On Mon, 2023-07-24 at 16:11 +0200, Jan Beulich wrote:
> On 24.07.2023 11:42, Oleksii Kurochko wrote:
> > @@ -35,8 +36,10 @@ unsigned long __ro_after_init phys_offset;
> >   *
> >   * It might be needed one more page table in case when Xen load
> > address
> >   * isn't 2 MB aligned.
> > + *
> > + * CONFIG_PAGING_LEVELS page tables are needed for identity
> > mapping.
> >   */
> > -#define PGTBL_INITIAL_COUNT ((CONFIG_PAGING_LEVELS - 1) + 1)
> > +#define PGTBL_INITIAL_COUNT ((CONFIG_PAGING_LEVELS - 1) * 2) + 1
> 
> Comment addition and code change are at least apparently out of sync:
> With such a comment and without thinking much one would expect the
> constant to be bumped by CONFIG_PAGING_LEVELS. It is true that you
> only need CONFIG_PAGING_LEVELS - 1, because the root table is shared,
> but that would then be nice to also clarify in the comment. E.g.
> 
> "CONFIG_PAGING_LEVELS page tables are needed for the identity
> mapping,
>  except that the root page table is shared with the initial mapping."
Thanks. I'll take into account in the next patch version.

> 
> Also - where did the outermost pair of parentheses go? (Really you
> don't need to parenthesize the multiplication, so the last closing
> one can simply move last.)
Missed it. Thanks. I'll move last parentheses to the end.
> 
> > @@ -75,10 +78,11 @@ static void __init setup_initial_mapping(struct
> > mmu_desc *mmu_desc,
> >      unsigned int index;
> >      pte_t *pgtbl;
> >      unsigned long page_addr;
> > +    bool is_identity_mapping = map_start == pa_start;
> >  
> > -    if ( (unsigned long)_start % XEN_PT_LEVEL_SIZE(0) )
> > +    if ( !IS_ALIGNED((unsigned long)_start, KB(4)) )
> >      {
> > -        early_printk("(XEN) Xen should be loaded at 4k
> > boundary\n");
> > +        early_printk("(XEN) Xen should be loaded at 4KB
> > boundary\n");
> 
> The change to the message looks unrelated.
Yes, you are right. I'll remove that change to the message.

> 
> > @@ -255,25 +261,44 @@ void __init noreturn noinline enable_mmu()
> >      csr_write(CSR_SATP,
> >                PFN_DOWN((unsigned long)stage1_pgtbl_root) |
> >                RV_STAGE1_MODE << SATP_MODE_SHIFT);
> > +}
> >  
> > -    asm volatile ( ".p2align 2" );
> > - mmu_is_enabled:
> > -    /*
> > -     * Stack should be re-inited as:
> > -     * 1. Right now an address of the stack is relative to load
> > time
> > -     *    addresses what will cause an issue in case of load start
> > address
> > -     *    isn't equal to linker start address.
> > -     * 2. Addresses in stack are all load time relative which can
> > be an
> > -     *    issue in case when load start address isn't equal to
> > linker
> > -     *    start address.
> > -     *
> > -     * We can't return to the caller because the stack was reseted
> > -     * and it may have stash some variable on the stack.
> > -     * Jump to a brand new function as the stack was reseted
> > -     */
> > +void __init remove_identity_mapping(void)
> > +{
> > +    static pte_t *pgtbl = stage1_pgtbl_root;
> > +    static unsigned long load_start = XEN_VIRT_START;
> > +    static unsigned int pt_level = CONFIG_PAGING_LEVELS - 1;
> 
> These all want to be __initdata, but personally I find this way of
> recursing a little odd. Let's see what the maintainers say.
I'm not completely happy either. Initially I thought that it would be
better to pass all this stuff as function's arguments.

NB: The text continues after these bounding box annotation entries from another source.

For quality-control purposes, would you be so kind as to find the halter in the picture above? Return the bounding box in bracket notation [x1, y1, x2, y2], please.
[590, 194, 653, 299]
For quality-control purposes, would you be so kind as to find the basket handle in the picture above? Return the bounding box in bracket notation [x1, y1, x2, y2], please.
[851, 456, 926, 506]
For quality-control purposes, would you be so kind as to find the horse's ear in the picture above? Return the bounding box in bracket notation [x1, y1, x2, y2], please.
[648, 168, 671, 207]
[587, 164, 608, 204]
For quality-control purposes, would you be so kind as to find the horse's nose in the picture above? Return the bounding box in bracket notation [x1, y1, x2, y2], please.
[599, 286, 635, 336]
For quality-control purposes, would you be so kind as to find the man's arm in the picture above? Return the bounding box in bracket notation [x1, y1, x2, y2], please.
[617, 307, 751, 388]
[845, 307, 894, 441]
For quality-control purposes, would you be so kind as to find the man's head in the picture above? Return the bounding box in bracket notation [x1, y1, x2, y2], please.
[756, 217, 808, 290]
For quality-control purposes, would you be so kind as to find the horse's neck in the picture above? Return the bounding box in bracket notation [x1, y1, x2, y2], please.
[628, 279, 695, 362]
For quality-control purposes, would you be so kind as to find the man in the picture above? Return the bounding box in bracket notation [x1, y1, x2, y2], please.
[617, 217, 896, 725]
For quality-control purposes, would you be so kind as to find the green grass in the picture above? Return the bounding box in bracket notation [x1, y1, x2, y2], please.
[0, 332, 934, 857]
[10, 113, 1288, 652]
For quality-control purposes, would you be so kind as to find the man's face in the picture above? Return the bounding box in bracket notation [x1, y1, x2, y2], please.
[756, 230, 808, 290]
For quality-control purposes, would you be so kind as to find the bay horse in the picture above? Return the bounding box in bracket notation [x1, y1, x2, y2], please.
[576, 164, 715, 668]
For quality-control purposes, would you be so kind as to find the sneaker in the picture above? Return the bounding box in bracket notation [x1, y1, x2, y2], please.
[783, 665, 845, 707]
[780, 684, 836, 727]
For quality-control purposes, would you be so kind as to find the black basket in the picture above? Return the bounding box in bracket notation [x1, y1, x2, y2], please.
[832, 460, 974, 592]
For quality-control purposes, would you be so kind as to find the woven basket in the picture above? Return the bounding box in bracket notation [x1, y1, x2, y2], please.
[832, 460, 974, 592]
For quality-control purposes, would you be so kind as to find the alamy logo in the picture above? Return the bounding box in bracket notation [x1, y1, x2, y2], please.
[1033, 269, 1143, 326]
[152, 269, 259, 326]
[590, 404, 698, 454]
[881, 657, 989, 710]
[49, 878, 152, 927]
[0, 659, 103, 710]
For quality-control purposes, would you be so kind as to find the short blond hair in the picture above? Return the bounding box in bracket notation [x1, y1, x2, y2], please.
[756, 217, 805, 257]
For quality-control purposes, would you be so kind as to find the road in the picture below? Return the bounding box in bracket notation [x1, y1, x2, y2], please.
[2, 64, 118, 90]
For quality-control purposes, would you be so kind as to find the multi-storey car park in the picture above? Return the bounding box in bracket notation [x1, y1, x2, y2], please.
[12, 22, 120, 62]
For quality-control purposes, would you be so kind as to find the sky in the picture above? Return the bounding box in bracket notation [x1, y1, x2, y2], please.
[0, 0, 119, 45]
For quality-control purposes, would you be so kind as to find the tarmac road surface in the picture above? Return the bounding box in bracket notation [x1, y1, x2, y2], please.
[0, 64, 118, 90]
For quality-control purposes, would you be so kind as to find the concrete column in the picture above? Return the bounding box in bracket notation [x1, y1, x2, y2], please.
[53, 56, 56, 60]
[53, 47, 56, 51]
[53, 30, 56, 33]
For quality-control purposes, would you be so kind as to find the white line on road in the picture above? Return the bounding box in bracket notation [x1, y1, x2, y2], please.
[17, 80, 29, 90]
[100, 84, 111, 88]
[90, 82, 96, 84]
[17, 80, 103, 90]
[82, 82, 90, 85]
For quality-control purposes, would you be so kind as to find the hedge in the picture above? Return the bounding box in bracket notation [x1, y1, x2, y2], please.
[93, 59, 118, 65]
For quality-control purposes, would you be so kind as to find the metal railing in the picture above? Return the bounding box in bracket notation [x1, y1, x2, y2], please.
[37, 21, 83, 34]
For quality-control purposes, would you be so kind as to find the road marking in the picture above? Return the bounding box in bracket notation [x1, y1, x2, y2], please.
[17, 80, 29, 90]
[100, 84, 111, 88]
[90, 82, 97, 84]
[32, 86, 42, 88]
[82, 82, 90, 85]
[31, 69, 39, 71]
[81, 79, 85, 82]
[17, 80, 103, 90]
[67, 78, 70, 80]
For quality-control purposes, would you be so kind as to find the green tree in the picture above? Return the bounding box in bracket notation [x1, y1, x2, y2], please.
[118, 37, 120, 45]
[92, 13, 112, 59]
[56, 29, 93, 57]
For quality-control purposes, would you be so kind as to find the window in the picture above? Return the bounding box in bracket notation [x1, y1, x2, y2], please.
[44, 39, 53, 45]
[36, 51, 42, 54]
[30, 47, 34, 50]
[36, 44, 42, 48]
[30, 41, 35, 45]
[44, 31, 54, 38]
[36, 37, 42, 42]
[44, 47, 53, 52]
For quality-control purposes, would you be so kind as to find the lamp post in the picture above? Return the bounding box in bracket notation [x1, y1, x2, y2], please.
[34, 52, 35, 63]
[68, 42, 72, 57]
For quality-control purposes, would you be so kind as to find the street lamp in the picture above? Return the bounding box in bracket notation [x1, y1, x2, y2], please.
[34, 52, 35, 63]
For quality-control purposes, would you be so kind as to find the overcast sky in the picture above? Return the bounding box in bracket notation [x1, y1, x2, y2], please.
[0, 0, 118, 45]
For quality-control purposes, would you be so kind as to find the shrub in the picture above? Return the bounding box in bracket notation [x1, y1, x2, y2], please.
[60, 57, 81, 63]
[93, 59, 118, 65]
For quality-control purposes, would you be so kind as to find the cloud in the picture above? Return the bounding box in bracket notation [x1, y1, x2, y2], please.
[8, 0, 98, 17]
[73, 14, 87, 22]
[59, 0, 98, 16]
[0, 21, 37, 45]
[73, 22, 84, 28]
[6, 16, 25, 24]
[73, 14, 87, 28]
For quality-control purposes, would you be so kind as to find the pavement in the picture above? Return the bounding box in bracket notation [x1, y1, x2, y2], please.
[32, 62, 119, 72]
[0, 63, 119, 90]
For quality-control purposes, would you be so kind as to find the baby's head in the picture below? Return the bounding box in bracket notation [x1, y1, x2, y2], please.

But then it is needed to provide an access to stage1_pgtbl_root (
get_root_pt() function ? ). So remove_identity_mapping() will be called
as remove_identity_mapping(get_root_pt(), _start, CONFIG_PAGING_LELVELS
-1 ) or remove_identity_mapping(NULL, _start, CONFIG_PAGING_LELVELS -1
) and then check if first argument is NULL then initialize it with
stage1_pgtbl_root.
Also I am not sure that an 'user' should provide all this information
to such function.

Could you recommend something better?

> 
> > +    unsigned long load_end = LINK_TO_LOAD(_end);
> > +    unsigned long xen_size;
> > +    unsigned long pt_level_size = XEN_PT_LEVEL_SIZE(pt_level);
> > +    unsigned long pte_nums;
> > +
> > +    unsigned long virt_indx = pt_index(pt_level, XEN_VIRT_START);
> > +    unsigned long indx;
> > +
> > +    if ( load_start == XEN_VIRT_START )
> > +        load_start = LINK_TO_LOAD(_start);
> > +
> > +    xen_size = load_end - load_start;
> 
> When you come here recursively, don't you need to limit this
> instance of the function to a single page table's worth of address
> space (at the given level), using load_end only if that's yet
> lower?
Do you mean a case when load_start > load_end? If yes then I missed
that.
> 
> > +    pte_nums = ROUNDUP(xen_size, pt_level_size) / pt_level_size;
> > +
> > +    while ( pte_nums-- )
> > +    {
> > +        indx = pt_index(pt_level, load_start);
> >  
> > -    switch_stack_and_jump((unsigned long)cpu0_boot_stack +
> > STACK_SIZE,
> > -                          cont_after_mmu_is_enabled);
> > +        if ( virt_indx != indx )
> > +        {
> > +            pgtbl[indx].pte = 0;
> > +            load_start += XEN_PT_LEVEL_SIZE(pt_level);
> > +        }
> > +        else
> > +        {
> > +            pgtbl =  (pte_t
> > *)LOAD_TO_LINK(pte_to_paddr(pgtbl[indx]));
> 
> Nit: Stray double blank.
Thanks.
> 
> > +            pt_level--;
> > +            remove_identity_mapping();
> 
> Don't you need to restore pgtbl and pt_level here before the loop
> can continue? And because of depending on load_start, which would
> have moved, xen_size also needs suitably reducing, I think. Plus
> pte_nums as well, since that in turn was calculated from xen_size.
I forgot to restore pgtbl and pt_level because initially I used a
function arguments to pass that information so it wasn't needed to
restore them.

Regarding xen_size and pte_nums it looks like it is needed to init only
once on each page table level.
For example we have the following situation:
  ----------------------
   non-identity-mapping
   identity-mapping
  ---------------------- C
   identity-mapping
  ---------------------- B
   identity-mapping
  ---------------------- A
So we calculated that we need to remove 3 ptes, for first two ptes ( as
only identity mapping is there) are removed without any issue, then
move load_addr to C and run recursion
for the pte 'C' to go to next page table level.
At new level we are calculating how many ptes are needed to be removed
and remove only necessary amount of ptes.
When we will back to prev page table level pte_num will be 1 then we
will go to the head of the cycle, decrease pte_num to 0 and exit.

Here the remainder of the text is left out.